The Deer Valley estate is a synonym for trouble, even though outwardly it’s pleasant enough. A high escarpment rises around the edge of it like the rim of some gigantic broken bowl, whose absent fourth side leads down through a tangle of houses and flats to the older part of town, and the ocean. Five thousand years ago this was a valley and there were deer – giant antlered varieties, chewing the vegetation whilst keeping watch for wolves or hunters. If they were here now, the deer would have to watch out for that kid on the mini-moto, too, ducking their heads as he comes leaping over the crest of the landscaped communal garden.
You have to admire the kid’s toughness. It’s been horribly wet all day, and now the rain has settled into an endless flow of super-saturating fog. No-one else is out.
I’m working on the car, called out to a woman who lives on Deer Valley. Because of the tortuous road layout, I can’t drive up to her door. Instead, I have to walk across the park area, timing my crossing with mini-Knievel, who I have to admit, is pretty good on that thing. I’d wave if I didn’t have so many bags.
I find the house and put the bags down just inside a tiny overhang like the trim of a sports car nailed above the door to serve as a porch. I narrowly miss squashing a cat that’s sheltering there, too. When I apologise, move the bags, and crouch down to hold my hand out in the universal cat-language of friend, it slowly turns its head in my direction – not a look so much as a curse.
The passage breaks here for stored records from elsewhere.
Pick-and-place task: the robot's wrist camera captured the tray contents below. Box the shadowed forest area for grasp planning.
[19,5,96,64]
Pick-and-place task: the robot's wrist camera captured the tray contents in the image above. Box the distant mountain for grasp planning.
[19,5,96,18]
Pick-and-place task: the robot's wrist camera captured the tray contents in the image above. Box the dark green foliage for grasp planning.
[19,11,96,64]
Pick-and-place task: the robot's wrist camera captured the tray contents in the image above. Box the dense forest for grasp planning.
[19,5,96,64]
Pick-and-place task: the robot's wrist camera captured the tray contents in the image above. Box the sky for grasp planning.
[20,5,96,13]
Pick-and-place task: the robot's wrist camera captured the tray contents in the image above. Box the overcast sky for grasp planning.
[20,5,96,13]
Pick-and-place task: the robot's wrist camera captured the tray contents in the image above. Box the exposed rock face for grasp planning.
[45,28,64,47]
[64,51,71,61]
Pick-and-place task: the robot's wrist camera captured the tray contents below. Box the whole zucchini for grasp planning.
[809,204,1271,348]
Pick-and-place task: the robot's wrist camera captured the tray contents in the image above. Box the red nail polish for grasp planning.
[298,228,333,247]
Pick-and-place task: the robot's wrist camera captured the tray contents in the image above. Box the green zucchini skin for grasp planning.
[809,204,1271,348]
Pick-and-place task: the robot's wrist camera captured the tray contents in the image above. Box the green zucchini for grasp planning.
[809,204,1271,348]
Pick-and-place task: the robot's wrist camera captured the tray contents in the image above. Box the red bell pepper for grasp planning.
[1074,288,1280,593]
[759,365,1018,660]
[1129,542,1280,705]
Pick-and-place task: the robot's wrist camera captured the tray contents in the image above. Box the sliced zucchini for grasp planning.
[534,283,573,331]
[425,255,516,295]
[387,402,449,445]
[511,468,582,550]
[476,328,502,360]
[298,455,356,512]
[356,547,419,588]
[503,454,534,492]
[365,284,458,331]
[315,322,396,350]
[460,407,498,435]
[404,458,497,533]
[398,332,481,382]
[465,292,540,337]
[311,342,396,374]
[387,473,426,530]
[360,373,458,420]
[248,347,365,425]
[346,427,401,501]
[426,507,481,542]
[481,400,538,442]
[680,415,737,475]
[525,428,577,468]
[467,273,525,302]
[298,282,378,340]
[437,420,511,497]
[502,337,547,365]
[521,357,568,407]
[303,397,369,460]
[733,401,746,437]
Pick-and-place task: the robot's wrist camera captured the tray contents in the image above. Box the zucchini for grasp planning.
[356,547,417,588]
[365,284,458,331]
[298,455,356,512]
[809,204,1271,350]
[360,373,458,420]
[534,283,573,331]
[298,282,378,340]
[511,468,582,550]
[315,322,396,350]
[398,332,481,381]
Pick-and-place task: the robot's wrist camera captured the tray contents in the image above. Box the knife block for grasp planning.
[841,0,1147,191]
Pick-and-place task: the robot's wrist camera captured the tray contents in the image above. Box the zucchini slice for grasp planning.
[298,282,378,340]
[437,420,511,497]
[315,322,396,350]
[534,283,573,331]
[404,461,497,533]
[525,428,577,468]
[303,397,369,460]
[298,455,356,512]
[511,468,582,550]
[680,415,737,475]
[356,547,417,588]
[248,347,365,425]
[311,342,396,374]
The poor cat is soaked, its thick chocolate fur limp with water. I’m sure if I picked it up and gave it a squeeze I’d get about a gallon, but I can tell by the way it’s staring at me half of that would be my blood.
When the woman answers the door I say hello, pick up my bags – and then hesitate. I look down at the cat, expecting it to run inside ahead of me. It stays where it is, though, staring off into the foggy distance, as if it can still see the giant deer feeding, all those thousands of years ago.
‘Come on. Don’t worry about Claudie’ the woman says, waving me in. ‘Claudie loves the rain.’
I'm sure Claudie does.
Claudie may not agree.
Perhaps what Claude really likes is the display riding going on.
Cass - It was so odd. I've never seen a cat stay out in the rain like that, esp. when it had the opportunity to go in to a lovely warm house. Maybe when it is inside the woman will run it a bath?
tpals - I have to say she was looking rather sulky. Maybe they'd had a row and Claudie was on a protest. (BTW I think Claudie would've look great in one of those cheap plastic rain hats ... did I say that out loud?)
jacks - Absolutely! Maybe Evel Knasbo should've given her a pillion.